López-Rodríguez María L, Viso Alma, Ortega-Gutiérrez Silvia, Fowler Christopher J, Tiger Gunnar, de Lago Eva, Fernández-Ruiz Javier, Ramos José A
Departamento de Química Orgánica I, Facultad de Ciencias Químicas, Universidad Complutense, E-28040 Madrid, Spain.
J Med Chem. 2003 Apr 10;46(8):1512-22. doi: 10.1021/jm0210818.

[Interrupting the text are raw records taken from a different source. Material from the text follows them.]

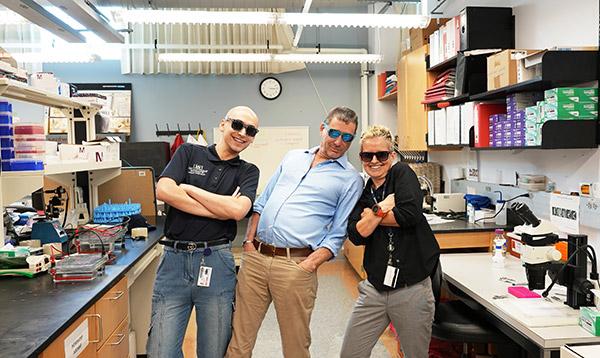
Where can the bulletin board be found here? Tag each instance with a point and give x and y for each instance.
(270, 146)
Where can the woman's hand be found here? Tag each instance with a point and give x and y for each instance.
(388, 203)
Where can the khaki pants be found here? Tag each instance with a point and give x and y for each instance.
(293, 290)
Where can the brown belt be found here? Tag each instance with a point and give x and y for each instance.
(270, 250)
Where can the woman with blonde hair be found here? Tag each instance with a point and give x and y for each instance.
(400, 254)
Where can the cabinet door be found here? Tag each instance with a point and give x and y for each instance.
(412, 84)
(112, 309)
(72, 337)
(117, 344)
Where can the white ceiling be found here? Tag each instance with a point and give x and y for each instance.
(288, 4)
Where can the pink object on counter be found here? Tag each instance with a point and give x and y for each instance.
(522, 292)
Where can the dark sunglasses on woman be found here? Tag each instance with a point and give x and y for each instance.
(334, 133)
(368, 156)
(238, 124)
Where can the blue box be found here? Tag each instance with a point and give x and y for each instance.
(7, 142)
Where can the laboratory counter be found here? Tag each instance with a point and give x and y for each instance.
(450, 235)
(36, 311)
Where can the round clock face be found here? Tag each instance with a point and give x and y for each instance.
(270, 88)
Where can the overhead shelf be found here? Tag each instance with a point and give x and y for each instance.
(13, 90)
(559, 69)
(442, 66)
(563, 134)
(79, 166)
(389, 96)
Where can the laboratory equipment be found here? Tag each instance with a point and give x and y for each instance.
(540, 256)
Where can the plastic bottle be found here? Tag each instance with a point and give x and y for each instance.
(471, 212)
(499, 243)
(500, 212)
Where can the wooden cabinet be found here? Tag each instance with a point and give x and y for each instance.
(117, 344)
(454, 240)
(112, 308)
(413, 80)
(107, 328)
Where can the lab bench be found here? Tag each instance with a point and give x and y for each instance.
(41, 318)
(457, 234)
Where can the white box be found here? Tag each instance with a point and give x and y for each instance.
(466, 121)
(44, 81)
(453, 125)
(440, 127)
(431, 127)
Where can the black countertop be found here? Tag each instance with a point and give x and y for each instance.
(34, 312)
(465, 226)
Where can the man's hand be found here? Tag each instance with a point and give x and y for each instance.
(248, 246)
(308, 266)
(388, 203)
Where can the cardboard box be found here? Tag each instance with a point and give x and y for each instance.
(420, 37)
(571, 110)
(572, 94)
(502, 68)
(589, 319)
(529, 66)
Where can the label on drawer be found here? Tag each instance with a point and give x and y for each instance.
(76, 342)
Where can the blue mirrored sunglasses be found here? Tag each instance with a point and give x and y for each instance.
(334, 133)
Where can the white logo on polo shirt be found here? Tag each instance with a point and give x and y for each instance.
(197, 170)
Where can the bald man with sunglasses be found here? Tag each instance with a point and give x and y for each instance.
(208, 190)
(299, 222)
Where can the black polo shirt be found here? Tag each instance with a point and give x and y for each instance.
(416, 250)
(201, 166)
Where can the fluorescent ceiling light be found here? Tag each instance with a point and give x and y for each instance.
(254, 57)
(43, 18)
(90, 17)
(262, 18)
(60, 57)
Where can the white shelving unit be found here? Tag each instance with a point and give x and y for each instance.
(15, 185)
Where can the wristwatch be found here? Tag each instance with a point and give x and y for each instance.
(378, 211)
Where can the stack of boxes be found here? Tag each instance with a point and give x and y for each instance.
(560, 104)
(22, 144)
(509, 130)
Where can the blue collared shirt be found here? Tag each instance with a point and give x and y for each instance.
(308, 207)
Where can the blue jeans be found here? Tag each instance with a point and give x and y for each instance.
(175, 294)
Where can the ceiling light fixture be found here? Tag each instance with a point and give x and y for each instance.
(263, 18)
(255, 57)
(62, 57)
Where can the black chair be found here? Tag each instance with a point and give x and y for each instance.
(455, 321)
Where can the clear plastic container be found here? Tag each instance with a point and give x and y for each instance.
(5, 106)
(30, 146)
(6, 129)
(25, 128)
(7, 142)
(38, 155)
(29, 137)
(7, 153)
(498, 241)
(22, 164)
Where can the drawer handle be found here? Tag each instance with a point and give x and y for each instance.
(119, 295)
(100, 337)
(120, 340)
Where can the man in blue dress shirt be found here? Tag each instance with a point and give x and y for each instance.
(299, 222)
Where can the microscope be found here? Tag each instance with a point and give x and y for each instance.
(540, 256)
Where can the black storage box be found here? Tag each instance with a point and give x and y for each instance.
(486, 28)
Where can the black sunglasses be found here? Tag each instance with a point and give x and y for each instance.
(334, 133)
(368, 156)
(238, 124)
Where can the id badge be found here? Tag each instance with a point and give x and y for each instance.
(204, 276)
(391, 276)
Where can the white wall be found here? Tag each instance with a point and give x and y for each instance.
(541, 24)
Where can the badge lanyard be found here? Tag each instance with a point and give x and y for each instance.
(390, 233)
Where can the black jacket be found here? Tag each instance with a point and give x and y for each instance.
(416, 249)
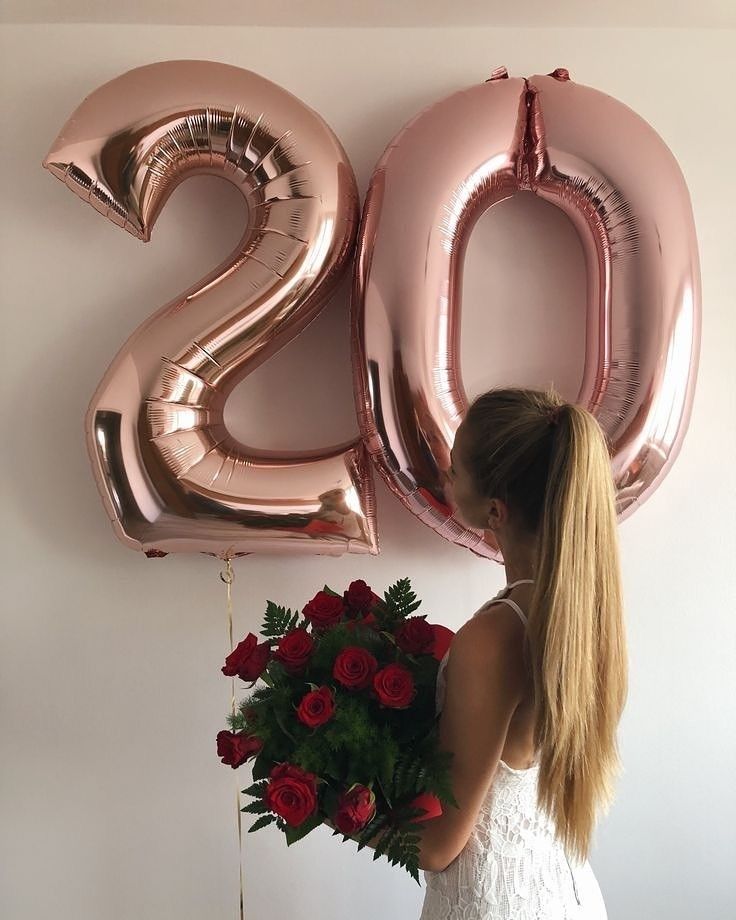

A new series of arachidonic acid derivatives were synthesized and evaluated as inhibitors of the endocannabinoid uptake. Most of them are able to inhibit anandamide uptake with IC(50) values in the low micromolar range (IC(50) = 0.8-24 microM). In general, the compounds had only weak effects upon CB(1), CB(2), and VR(1) receptors (K(i) > 1000-10000 nM). In addition, there was no obvious relationship between the abilities of the compounds to affect anandamide uptake and to inhibit anandamide metabolism by fatty acid amidohydrolase (FAAH; IC(50) = 30-113 microM). This indicates that the compounds do not exert their effects secondarily to FAAH inhibition. It is hoped that these compounds, particularly the most potent in this series (compound 5, UCM707, with IC(50) values for anandamide uptake and FAAH of 0.8 and 30 microM, respectively), will provide useful tools for the elucidation of the role of the anandamide transporter system in vivo.
合成了一系列新的花生四烯酸衍生物,并对其作为内源性大麻素摄取抑制剂进行了评估。它们中的大多数能够抑制花生四烯乙醇胺摄取,IC(50)值处于低微摩尔范围(IC(50)=0.8 - 24 microM)。一般来说,这些化合物对CB(1)、CB(2)和VR(1)受体只有微弱作用(K(i)>1000 - 10000 nM)。此外,化合物影响花生四烯乙醇胺摄取的能力与抑制脂肪酸酰胺水解酶(FAAH;IC(50)=30 - 113 microM)催化花生四烯乙醇胺代谢的能力之间没有明显关系。这表明这些化合物并非通过抑制FAAH而间接发挥作用。希望这些化合物,特别是该系列中最有效的化合物(化合物5,UCM707,花生四烯乙醇胺摄取和FAAH的IC(50)值分别为0.8和30 microM),将为阐明花生四烯乙醇胺转运体系统在体内的作用提供有用工具。